Dersu Uzala era um caçador da tribo Nanai que vivia na parte mais oriental da Sibéria no começo do século XX. A sua família fora dizimada pela varíola e ele errava pela floresta em busca de alimentos e caça, nomeadamente de martas, cujas peles vendia para obter algum dinheiro. Profundo conhecedor da natureza, tratava os animais como companheiros, a lembrar um pouco a consciência dos militantes urbanos que descobriram a ecologia na década de 1960, dentro da ideia de equilíbrio entre os diferentes elementos da natureza.
Um dia, encontra uma equipa militar que explorava em termos de geografia e topografia o território. Estava-se, como escrevi acima, no começo do século XX e o poder político russo precisava de cartografar adequadamente o país, em especial na vastíssima e quase inexpugnável zona mais a norte e mais a leste. Nela habitavam tribos ou grupos de comunidades muito isolados e vivendo uma economia de sobrevivência, com culturas antigas e povoamentos que incluíam mongóis e chineses, os vizinhos do sul. Muitos eram caçadores mas havia também pescadores e recoletores. A equipa de militares era comandada pelo capitão Vladimir Arseniev, que escreveria depois livros sobre as suas expedições e que narrou os contactos com Dersu Uzala (interpretado por Maksim Munzuk), rapidamente promovido a guia do grupo. Pela sua sabedoria ligada à natureza, ele foi muito benéfico para o avanço dos trabalhos científicos.

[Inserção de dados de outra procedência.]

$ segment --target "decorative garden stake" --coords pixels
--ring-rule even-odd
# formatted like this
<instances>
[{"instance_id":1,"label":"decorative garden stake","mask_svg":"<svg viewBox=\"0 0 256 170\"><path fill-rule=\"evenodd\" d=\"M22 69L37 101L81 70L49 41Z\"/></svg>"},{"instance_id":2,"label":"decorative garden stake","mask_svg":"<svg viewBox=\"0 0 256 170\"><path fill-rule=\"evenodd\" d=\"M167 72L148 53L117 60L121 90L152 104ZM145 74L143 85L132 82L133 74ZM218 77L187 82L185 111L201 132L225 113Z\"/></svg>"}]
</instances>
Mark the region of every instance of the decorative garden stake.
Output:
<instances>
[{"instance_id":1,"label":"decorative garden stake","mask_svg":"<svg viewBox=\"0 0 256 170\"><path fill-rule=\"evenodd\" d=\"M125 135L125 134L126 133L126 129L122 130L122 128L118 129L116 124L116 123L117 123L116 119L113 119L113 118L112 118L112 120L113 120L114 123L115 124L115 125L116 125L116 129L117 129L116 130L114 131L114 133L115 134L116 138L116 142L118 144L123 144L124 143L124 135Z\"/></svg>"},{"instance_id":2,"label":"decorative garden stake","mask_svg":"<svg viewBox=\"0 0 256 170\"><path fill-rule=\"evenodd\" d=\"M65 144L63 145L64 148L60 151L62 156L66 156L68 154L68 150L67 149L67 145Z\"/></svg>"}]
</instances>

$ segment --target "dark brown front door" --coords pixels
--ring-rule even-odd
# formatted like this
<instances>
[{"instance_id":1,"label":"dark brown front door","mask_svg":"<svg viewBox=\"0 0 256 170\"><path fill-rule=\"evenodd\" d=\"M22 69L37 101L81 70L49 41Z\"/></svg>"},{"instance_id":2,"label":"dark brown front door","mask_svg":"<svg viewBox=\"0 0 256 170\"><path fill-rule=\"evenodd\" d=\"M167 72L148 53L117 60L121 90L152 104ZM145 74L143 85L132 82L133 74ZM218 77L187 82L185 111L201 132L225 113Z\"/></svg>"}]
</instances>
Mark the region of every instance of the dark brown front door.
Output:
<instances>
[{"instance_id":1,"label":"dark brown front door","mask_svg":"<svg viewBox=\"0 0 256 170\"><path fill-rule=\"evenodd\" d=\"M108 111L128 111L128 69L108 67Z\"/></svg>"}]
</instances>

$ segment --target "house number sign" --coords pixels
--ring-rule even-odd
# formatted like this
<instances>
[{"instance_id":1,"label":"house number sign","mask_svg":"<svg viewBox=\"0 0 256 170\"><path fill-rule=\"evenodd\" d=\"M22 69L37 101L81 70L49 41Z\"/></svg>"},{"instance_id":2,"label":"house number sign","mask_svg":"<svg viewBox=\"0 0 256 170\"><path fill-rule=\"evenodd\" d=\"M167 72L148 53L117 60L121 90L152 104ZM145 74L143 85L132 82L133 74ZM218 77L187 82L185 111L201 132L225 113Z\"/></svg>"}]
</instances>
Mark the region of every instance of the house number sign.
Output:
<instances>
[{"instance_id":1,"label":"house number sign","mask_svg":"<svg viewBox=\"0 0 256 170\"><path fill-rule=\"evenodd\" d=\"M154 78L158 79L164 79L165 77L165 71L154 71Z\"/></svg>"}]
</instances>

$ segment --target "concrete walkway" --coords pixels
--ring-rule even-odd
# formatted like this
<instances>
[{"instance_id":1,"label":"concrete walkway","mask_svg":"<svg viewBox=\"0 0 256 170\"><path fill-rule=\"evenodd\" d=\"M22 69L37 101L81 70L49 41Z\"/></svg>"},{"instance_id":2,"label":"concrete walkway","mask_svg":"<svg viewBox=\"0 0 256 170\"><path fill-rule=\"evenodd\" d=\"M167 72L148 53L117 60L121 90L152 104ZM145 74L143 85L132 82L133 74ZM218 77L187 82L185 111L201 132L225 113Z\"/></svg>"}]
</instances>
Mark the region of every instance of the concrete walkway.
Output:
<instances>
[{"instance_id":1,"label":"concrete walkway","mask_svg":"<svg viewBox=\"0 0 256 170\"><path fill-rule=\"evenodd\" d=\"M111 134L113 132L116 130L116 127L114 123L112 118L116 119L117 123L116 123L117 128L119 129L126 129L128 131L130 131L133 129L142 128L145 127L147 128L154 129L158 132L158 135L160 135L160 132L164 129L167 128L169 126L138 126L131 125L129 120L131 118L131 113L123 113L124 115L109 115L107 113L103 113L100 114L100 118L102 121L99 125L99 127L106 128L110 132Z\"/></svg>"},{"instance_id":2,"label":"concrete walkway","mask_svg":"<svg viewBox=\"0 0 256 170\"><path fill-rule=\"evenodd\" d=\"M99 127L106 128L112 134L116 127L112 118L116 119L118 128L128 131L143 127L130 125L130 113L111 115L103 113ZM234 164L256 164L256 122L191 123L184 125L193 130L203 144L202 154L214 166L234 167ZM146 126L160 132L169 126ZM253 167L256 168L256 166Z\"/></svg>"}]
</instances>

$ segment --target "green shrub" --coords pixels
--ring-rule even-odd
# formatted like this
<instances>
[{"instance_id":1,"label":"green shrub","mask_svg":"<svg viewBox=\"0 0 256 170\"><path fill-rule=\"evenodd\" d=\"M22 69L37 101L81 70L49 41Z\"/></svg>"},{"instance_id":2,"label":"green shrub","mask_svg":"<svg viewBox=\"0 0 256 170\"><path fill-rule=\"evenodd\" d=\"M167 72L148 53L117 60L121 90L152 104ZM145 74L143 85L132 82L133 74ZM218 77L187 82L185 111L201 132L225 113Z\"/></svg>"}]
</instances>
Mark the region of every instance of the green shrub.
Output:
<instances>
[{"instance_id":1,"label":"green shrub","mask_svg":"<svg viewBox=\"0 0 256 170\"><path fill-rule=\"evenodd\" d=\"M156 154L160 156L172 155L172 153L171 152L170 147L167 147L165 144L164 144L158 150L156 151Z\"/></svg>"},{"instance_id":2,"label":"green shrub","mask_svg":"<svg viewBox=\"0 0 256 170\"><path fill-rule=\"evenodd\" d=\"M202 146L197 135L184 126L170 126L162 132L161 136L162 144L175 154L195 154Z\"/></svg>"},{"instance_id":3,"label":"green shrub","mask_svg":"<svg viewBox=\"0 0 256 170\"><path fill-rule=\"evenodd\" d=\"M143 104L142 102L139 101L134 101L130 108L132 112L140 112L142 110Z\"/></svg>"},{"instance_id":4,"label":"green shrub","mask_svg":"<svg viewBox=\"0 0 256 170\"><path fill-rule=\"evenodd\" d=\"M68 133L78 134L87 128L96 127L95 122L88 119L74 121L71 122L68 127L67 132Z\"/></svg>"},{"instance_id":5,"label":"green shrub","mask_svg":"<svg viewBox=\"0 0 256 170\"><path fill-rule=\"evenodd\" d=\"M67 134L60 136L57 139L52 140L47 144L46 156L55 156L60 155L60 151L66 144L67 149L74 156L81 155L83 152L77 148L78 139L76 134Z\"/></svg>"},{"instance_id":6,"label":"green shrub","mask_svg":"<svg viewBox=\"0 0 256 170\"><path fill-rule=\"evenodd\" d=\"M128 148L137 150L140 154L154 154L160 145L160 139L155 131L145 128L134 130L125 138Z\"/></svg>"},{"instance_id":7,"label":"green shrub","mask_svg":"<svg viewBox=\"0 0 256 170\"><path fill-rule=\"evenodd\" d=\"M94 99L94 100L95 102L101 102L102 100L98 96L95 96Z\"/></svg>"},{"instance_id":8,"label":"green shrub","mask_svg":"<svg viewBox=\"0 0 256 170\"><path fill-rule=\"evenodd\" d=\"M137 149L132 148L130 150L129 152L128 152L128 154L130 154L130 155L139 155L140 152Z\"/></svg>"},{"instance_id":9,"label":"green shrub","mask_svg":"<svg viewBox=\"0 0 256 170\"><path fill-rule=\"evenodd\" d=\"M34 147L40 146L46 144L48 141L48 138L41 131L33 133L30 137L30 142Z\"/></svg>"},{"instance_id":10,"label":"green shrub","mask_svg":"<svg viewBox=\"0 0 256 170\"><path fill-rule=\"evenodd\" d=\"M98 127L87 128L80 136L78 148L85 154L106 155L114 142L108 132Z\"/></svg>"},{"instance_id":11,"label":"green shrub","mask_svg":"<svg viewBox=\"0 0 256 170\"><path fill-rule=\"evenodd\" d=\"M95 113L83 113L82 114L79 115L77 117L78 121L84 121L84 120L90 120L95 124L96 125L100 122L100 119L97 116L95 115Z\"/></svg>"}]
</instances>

Do seu contacto com o capitão Arseniev (interpretado por Yuri Solomin) nasceu uma profunda amizade e uma prova da importância de juntar o conhecimento teórico e intelectual ao prático.
Com a imagem conduzida por uma câmara à altura do homem quando se trata de mostrar a evolução da investigação guiada pelo caçador Dersu e uma posição de cima para baixo quando se mostra a posição do cartógrafo ficamos a compreender melhor o entrosamento de dois mundos tão próximos - o olhar a natureza - mas já tão afastados - o caçador e o cartógrafo veem duas coisas distintas conforme as suas necessidades. Isso torna-se evidente no final do filme, quando o caçador é recolhido em casa do capitão e se depara com proibições: acampar na cidade, dar tiros na cidade. Uma das sequências inesquecíveis do filme é a da investigação na estepe gélida ao final da tarde, quando o caçador e o capitão estão sós e perdidos do resto da expedição. O caçador conduz a operação de recolha de caules de plantas e improvisa uma cabana sob a qual dormem, escapando aos ventos que podem atingir cerca de 60 graus negativos. Outra sequência impressionante da luta contra a natureza é a do salvamento do caçador, que não sabe nadar, quando fica sozinho numa jangada. O esforço coletivo dos militares leva à rápida opção de lançar um tronco ao rio, devidamente controlado com cintos, e que chega a Dersu e o ajuda a sair da situação complicada.
Dersu Uzala (ou A águia das Estepes, デルス·ウザーラ em japonês, Дерсу Узала em russo) é um filme do japonês Akira Kurosawa (1975), a sua primeira obra fora do seu país, após um período em que ele se sentiu deprimido (e tentou o suicídio), que lhe trouxe o fracasso de um filme anterior Dodesukaden. O cineasta recebeu um convite soviético do estúdio Mosfilm para realizar o trabalho autobiográfico de Arseniev.
2 comentários:
"Dersu Uzala" é um filme inesquecível (vi-o pela primeira vez no Apolo 70, aquando da sua estreia em Portugal), que trata a imensidão do espaço de forma sublime, ao mesmo tempo que nos conta a história deste velho caçador. É de saudar esta nova política de reposição de filmes, pois possibilita às novas gerações descobrirem obras fundamentais da História do Cinema, na sala de cinema. que será sempre o espaço ideal para nos maravilharmos com a Sétima Arte.
Totalmente de acordo com o seu comentário.
Um filme inesquecível! E filmes... nas salas de cinema, sem dúvida.